Typically, drug stock-outs are not a procurement problem at the national level – usually there are sufficient quantities of drugs sitting in the central store rooms in the capital. However it is an infrastructural and logistic management challenge to get these drugs to the front line clinics that need them. Often the drugs never arrive. In our baseline data we found stock out rates of 40% for potentially live saving pediatric anti-malaria drugs.
A team of health specialists and supply-chain experts designed an alternative supply-chain management system and wanted a credible evaluation of performance. That’s when I joined the team. The problem from the evaluation perspective, as you might expect, is that efficient supply chains often require effective management at a relatively high level of the system. In this case the proposed intervention was effectively a district-level intervention involving a new position of supply-chain specialist based in the district, as well as new tracking and ordering systems, etc.

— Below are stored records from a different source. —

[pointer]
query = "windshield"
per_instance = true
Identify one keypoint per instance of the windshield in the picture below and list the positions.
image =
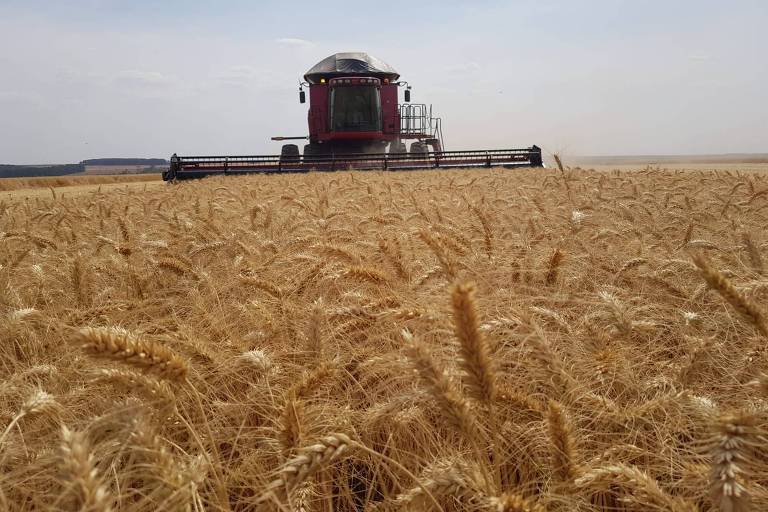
(355, 109)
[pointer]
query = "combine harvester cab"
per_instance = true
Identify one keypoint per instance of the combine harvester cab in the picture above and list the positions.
(356, 122)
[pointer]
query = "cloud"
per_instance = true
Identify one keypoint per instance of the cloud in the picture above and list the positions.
(238, 75)
(463, 67)
(147, 78)
(295, 42)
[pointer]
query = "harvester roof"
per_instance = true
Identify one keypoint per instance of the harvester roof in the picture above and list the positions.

The pilot project had enough resources to test the new approach in 16 districts. Even though the level of observation would be the stock-out rate at the clinic (and there are typically 15-20 clinics per district) the presence of district-wide management would surely create a high level of observational dependence among clinics within the same district.
Effectively we were looking at 16 treatment units in this evaluation. When I was told this, I calmed myself with the thought that this size may be minimally sufficient to identify a reasonable effect. But then my colleagues told me it was very important to test two contrasting supply chain models, each in 8 of the districts. Urk.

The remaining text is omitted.